EDIT: Note that if the error handling doesn't exit, you should put the last line above, i.e. a = b; inside an else clause.

Answer 3

realloc on failure keeps the original pointer and size. realloc on success may not (and often does not) return the exact same pointer as the input.

So the proper solution is your third example.

int *oldPtr = malloc(10);
int * newPtr = realloc(oldPtr, 100);
if(newPtr == NULL) //deal with problems
else oldPtr = newPtr;

Answer 4

This code snippet is wrong.

int *a = malloc(10);
a = realloc(a, 100); // Why do we do "a = .... ?"
if(a == NULL) 
//Deal with problem.....

If the call of realloc returns NULL then the previous value of the pointer a is lost. So there can be a memory leak because it will be impossible to free the memory allocated by the call of malloc.

If just to write

if(realloc(a, 100) == NULL) //Deal with the problem

then in turn the returned pointer of the call of the realloc can be lost.

This code snippet

int *oldPtr = malloc(10);
int * newPtr = realloc(oldPtr, 100);
if(newPtr == NULL) //deal with problems
else oldPtr = newPtr;

is correct.
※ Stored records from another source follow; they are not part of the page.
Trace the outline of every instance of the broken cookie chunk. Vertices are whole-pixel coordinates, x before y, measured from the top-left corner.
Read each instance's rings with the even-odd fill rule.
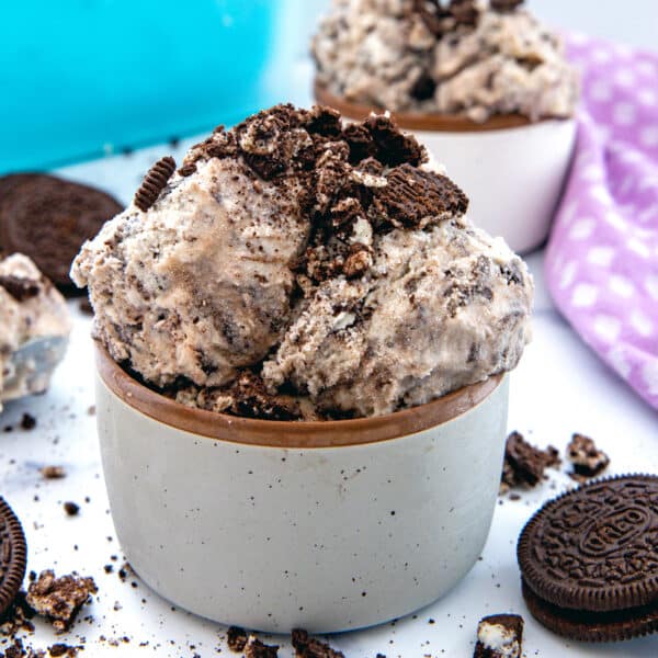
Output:
[[[567,458],[574,465],[574,473],[569,475],[578,480],[597,477],[610,464],[610,457],[597,447],[592,439],[578,433],[567,445]]]
[[[477,644],[473,658],[520,658],[523,617],[518,614],[492,614],[477,625]]]
[[[73,623],[76,615],[98,588],[93,578],[77,574],[56,578],[52,569],[42,571],[30,585],[27,603],[53,623],[57,633],[64,633]]]
[[[303,628],[293,631],[292,639],[296,658],[344,658],[341,651],[332,649],[319,639],[309,637]]]
[[[541,450],[527,443],[519,432],[512,432],[504,449],[501,491],[521,486],[534,487],[544,478],[546,468],[559,464],[559,453],[553,445]]]
[[[253,635],[249,636],[245,647],[245,658],[276,658],[277,656],[277,645],[266,645]]]

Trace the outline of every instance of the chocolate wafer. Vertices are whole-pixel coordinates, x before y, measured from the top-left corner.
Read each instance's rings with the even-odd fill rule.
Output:
[[[23,527],[13,510],[0,497],[0,616],[15,599],[27,565]]]
[[[658,631],[658,476],[597,480],[547,502],[517,548],[532,614],[574,639]]]
[[[0,245],[7,253],[29,256],[66,293],[71,261],[84,240],[121,213],[109,194],[41,173],[0,179]]]

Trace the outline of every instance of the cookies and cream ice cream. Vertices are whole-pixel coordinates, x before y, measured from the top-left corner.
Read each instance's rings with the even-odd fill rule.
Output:
[[[26,256],[0,259],[0,410],[2,400],[42,393],[59,362],[70,320],[66,302]],[[36,351],[20,349],[41,342]]]
[[[576,71],[519,0],[333,0],[313,42],[317,82],[396,112],[567,117]]]
[[[381,415],[513,368],[531,277],[427,160],[386,116],[217,128],[80,251],[97,338],[181,402],[264,418]]]

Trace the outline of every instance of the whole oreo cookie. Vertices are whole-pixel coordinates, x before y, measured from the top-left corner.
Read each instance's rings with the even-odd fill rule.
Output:
[[[73,294],[71,261],[122,209],[87,185],[41,173],[7,175],[0,178],[0,249],[29,256],[55,285]]]
[[[547,502],[517,556],[525,602],[552,631],[590,642],[658,631],[658,476],[598,480]]]
[[[23,527],[0,497],[0,617],[19,593],[26,565],[27,546]]]

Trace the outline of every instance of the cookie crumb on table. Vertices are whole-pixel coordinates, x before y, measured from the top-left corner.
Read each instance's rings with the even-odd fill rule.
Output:
[[[541,450],[525,441],[519,432],[507,440],[500,491],[504,494],[517,487],[534,487],[544,478],[544,470],[559,466],[561,460],[556,447]]]
[[[303,628],[293,631],[292,640],[297,658],[344,658],[341,651],[332,649],[319,639],[309,637]]]
[[[61,479],[66,477],[64,466],[44,466],[39,468],[39,473],[44,479]]]
[[[592,439],[585,434],[574,434],[567,445],[567,460],[574,465],[569,477],[585,481],[603,473],[610,464],[610,457],[597,447]]]
[[[31,413],[23,413],[21,419],[21,428],[24,430],[33,430],[36,427],[36,418]]]
[[[266,645],[253,635],[249,636],[249,640],[245,646],[245,658],[277,658],[277,645]]]
[[[77,502],[72,502],[71,500],[67,500],[64,503],[64,511],[69,517],[77,517],[78,512],[80,511],[80,506]]]
[[[98,592],[93,578],[70,574],[55,577],[52,569],[42,571],[27,589],[27,603],[53,623],[56,633],[64,633],[91,594]]]
[[[239,626],[230,626],[226,632],[226,644],[231,651],[239,654],[247,644],[247,632]]]
[[[473,658],[520,658],[523,617],[518,614],[491,614],[477,625]]]

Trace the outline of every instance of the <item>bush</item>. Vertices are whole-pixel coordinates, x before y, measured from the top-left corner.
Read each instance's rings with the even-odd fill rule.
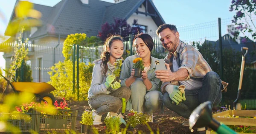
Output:
[[[76,71],[76,62],[75,63],[75,71]],[[75,83],[75,91],[73,92],[73,63],[70,60],[64,62],[59,61],[51,68],[48,72],[50,75],[50,81],[48,83],[52,85],[56,90],[52,94],[56,96],[65,97],[67,100],[83,100],[87,99],[88,90],[91,82],[93,64],[89,63],[88,65],[85,63],[79,63],[79,99],[78,99],[78,89],[76,82]],[[75,76],[76,81],[76,73]]]
[[[107,126],[107,129],[112,134],[116,134],[119,131],[120,124],[120,117],[106,117],[104,122]]]

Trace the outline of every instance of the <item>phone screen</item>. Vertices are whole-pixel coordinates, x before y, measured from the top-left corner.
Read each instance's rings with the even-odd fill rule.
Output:
[[[166,70],[166,68],[164,63],[164,60],[163,59],[160,59],[159,60],[155,61],[156,69],[157,70]]]

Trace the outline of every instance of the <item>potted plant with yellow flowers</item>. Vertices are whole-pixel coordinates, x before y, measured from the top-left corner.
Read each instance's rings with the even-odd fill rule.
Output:
[[[144,70],[144,62],[141,58],[137,58],[133,60],[133,68],[135,70],[134,76],[142,77],[142,71]]]
[[[93,124],[93,111],[85,110],[82,114],[81,123],[81,133],[90,134],[93,131],[91,126]]]
[[[119,81],[120,74],[121,73],[121,67],[122,65],[122,64],[123,61],[123,60],[122,59],[119,59],[116,60],[116,62],[115,62],[116,69],[113,72],[113,74],[115,75],[115,76],[116,76],[116,79],[112,83],[115,83],[115,82],[116,81]]]

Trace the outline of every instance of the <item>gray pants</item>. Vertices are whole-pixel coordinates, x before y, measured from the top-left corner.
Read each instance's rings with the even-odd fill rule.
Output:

However if to write

int *oldPtr = malloc(10);
if(realloc(oldPtr, 100) == NULL)  //deal with problems
//else not necessary, oldPtr has already been reallocated and has now 100 elements

then again the returned pointer of the call of realloc can be lost.

From the description of realloc in the C Standard (7.22.3.5 The realloc function)

4 The realloc function returns a pointer to the new object (which may have (or may not have - added by me) the same value as a pointer to the old object, or a null pointer if the new object could not be allocated.